I’ve heard some work super fast but didn’t recall the details. Yikes!
There is an inhaled version of Glucagon now - it sounds like it’s easier to administer since you don’t have to mix compenents. Hopefully you’ll get things worked out so it won’t be such a worry.

Hi Ashlyn @ashlyn901, I can mostly understand where you are at, and can relate to your insulin sensitivity.

It is well known that YOUR body needs the amount of insulin it needs - that is, each of us has her/his own body and only a few of us perform just as “The Book” says we should. My own history over the past seven decades will show that at times, MY body needed 100+ units per day, and currently my daily total, while eating 200+++ carbs a day is about 22 units.

I agree with what @Joe, a guy who has helped me learn much about diabetes, said when comparing Lantus and Tresiba. I’ve used Lantus but not Tresiba, but in my research a while back, I may have “discovered” reasons why significantly few units may be needed.

Insulin sensitivity: Your 90 mg/dl per unit is close to my Correction Factor [ISF]. Keep in mind, that your ISF can vary during different periods of the day. From 5:30 AM until about noontime, I use an ISF of 70:1, the rest of the day, my ISF is 85:1 - not much different than your 90:1. My thought for you is to accept what insulin your body needs, and the rate at which YOU need insulin and don’t let Test Book Averages scare you away; and, eat more carbohydrates - they will help you live a long, and healthy life. Don’t over eat, but eat healthy.

My question is how do you get over the fear of rapidly dropping sugars? It seems like now any overcorrection I do, I drop so fast. I end up watching my cgm like a hawk after every meal carbs or not.

@ashlyn901, over the years, I’ve tried to train myself to avoid the sudden drop.

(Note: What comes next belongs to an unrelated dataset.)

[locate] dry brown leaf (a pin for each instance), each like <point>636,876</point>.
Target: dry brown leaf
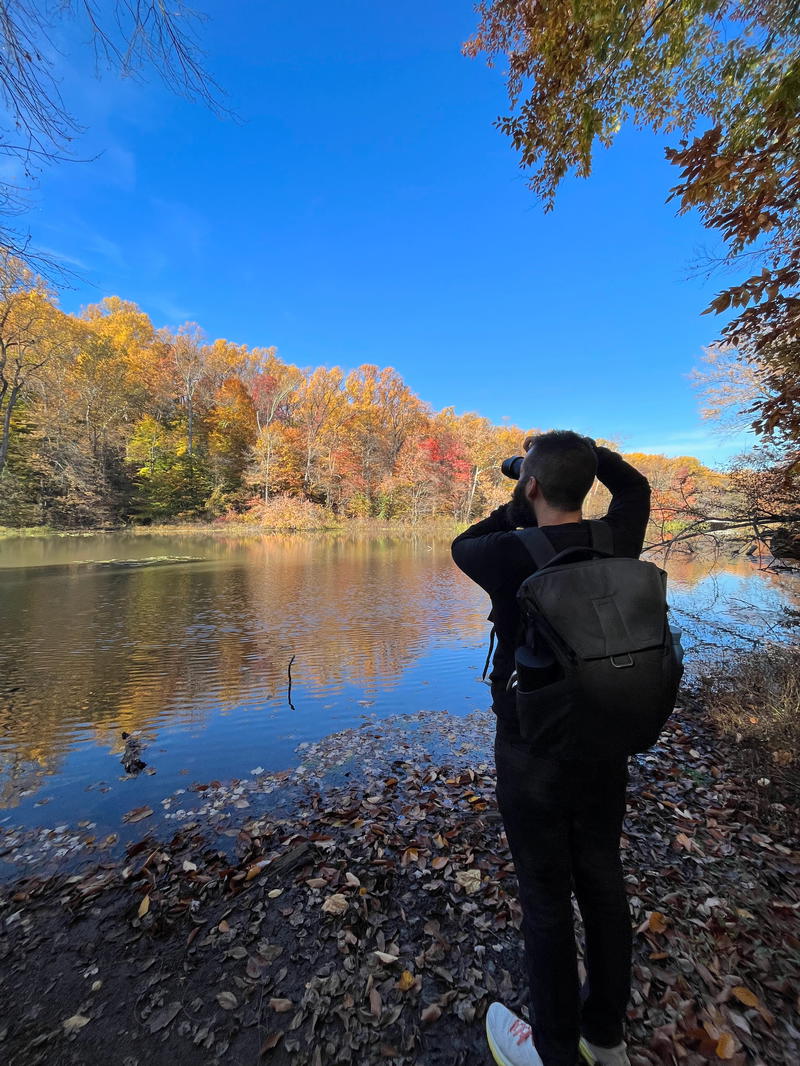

I do still experience some although not too often.
My "trick " is by not overcurrecting. Easy said , but more difficult to put into practice. I subtract my Target from BGL, divide by my ISF , and then calculate a percentage of the result based on my activity and other factors.
I use Control IQ on my pump which will only deliver 60% of the calculated correction as a bolus. By keeping my ISF high, the calculated correction is relatively small. I much prefer to make two small corrections, spaced apart, than a big correction that will overcorrect.

It is a lot of trial and error.

1 Like

Yeah i think it’s time to get a pump.

That makes me feel better, i’ve been correcting in half unit increments and waiting it out.

Thank you for taking the time to respond


1 Like

Corruption😊? Foiled by auto-correct I gather? Not making fun of you - I can’t tell you how many times it’s gotten creative on me. I’ve had to replace “hairy” with “healthy” many times - a few hours later.
Wishing you well my friend.

I have lived in Denver for 8 years after living at sea level my entire life. I have had diabetes for 57 years. I take Tresiba and Fiasp (Novolog doesn’t work for is very inconsistent). I weigh 132and take 8 Tresiba daily and fron 5 o 7 or8 u of Fiasp depending on meals and exercise. I correct with half units because I am so sensitive to insulin. I have to adjust the Tresiba seasonally by about 1 unit more in winter. My Fiasp requirements are different depending on time of day. Overnight, one unit will drop me more than 100 at times, so I am very careful with correction at say 2:00AM.
Late morning correction for me is about 1 to 50. I use half units all the time both in dosing and corrections.
I hate lows, who doesn’t? So I set my G6 warning beeper to sound at 85 which gives me time to treat without going low, even when exercising.
I will say that living at altitude is different and I have not been able to keep blood sugars as steady as I could at sea level. When I go up to the mountains 8,600 ft say, I require more basal after 48 hours there. Denver is only 5280.
I hope this all makes sense and helps a bit. And I hope you love being in Colorado as much as I do.


My daughter’s correction factor was 1:100 for years (though she’s at 1:50 at the moment) and we were using injections. Do you have the half-unit syringes? Not everyone is familiar with them — I once had to tell the mail-order pharmacy person that yes, they DO exist, because I was looking at a box of the ones they’d sent me last time as we spoke — but they’re really useful if you need those half-unit corrections.